View solution in original post

maciep
Champion

not sure if I'm misunderstanding, but you can drop unwanted events on the indexer too. That happens during the parsing phase which should happen on your indexer with the current setup.

This might be a good page to review as well - high level overview of the phases and where each phase happens in different types of splunk deployments.

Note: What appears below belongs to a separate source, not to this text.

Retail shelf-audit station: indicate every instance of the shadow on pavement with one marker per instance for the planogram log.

http://wiki.splunk.com/Where_do_I_configure_my_Splunk_settings%3F

0 Karma

kevbod
New Member

Guys, many thanks for your prompt and very helpful replies. Apologies for the botched diagram, Its my first post on here and I should have looked at the preview before posting. DOH!

0 Karma

aaraneta_splunk
Splunk Employee
Splunk Employee

Don't worry about the formatting, @kevbod - that's why we have moderators for newbies on Answers 🙂

Also, if lguinn or maciep helped to answer your question, please don't forget to resolve this post by clicking "Accept" below the best answer--don't forget to up vote anything that was helpful too!

If you still need some additional help, however, please leave a comment with some feedback for them. Thanks!

0 Karma

lguinn2
Legend

You don't need to run a heavy forwarder at all in your scenario. You can parse out the data that you want to drop on the indexer itself. Any data that arrives at the indexer but that is eliminated (prior to being written to disk) does not count against your daily license.

Look at the section named "Filter event data and send to queues" in the documentation here
Note that it says in the opening paragraph: "Although similar to forwarder-based routing, queue routing can be performed by an indexer, as well as a heavy forwarder." In my experience, it is more efficient to do this with the indexer. I would not run a heavy forwarder in your case.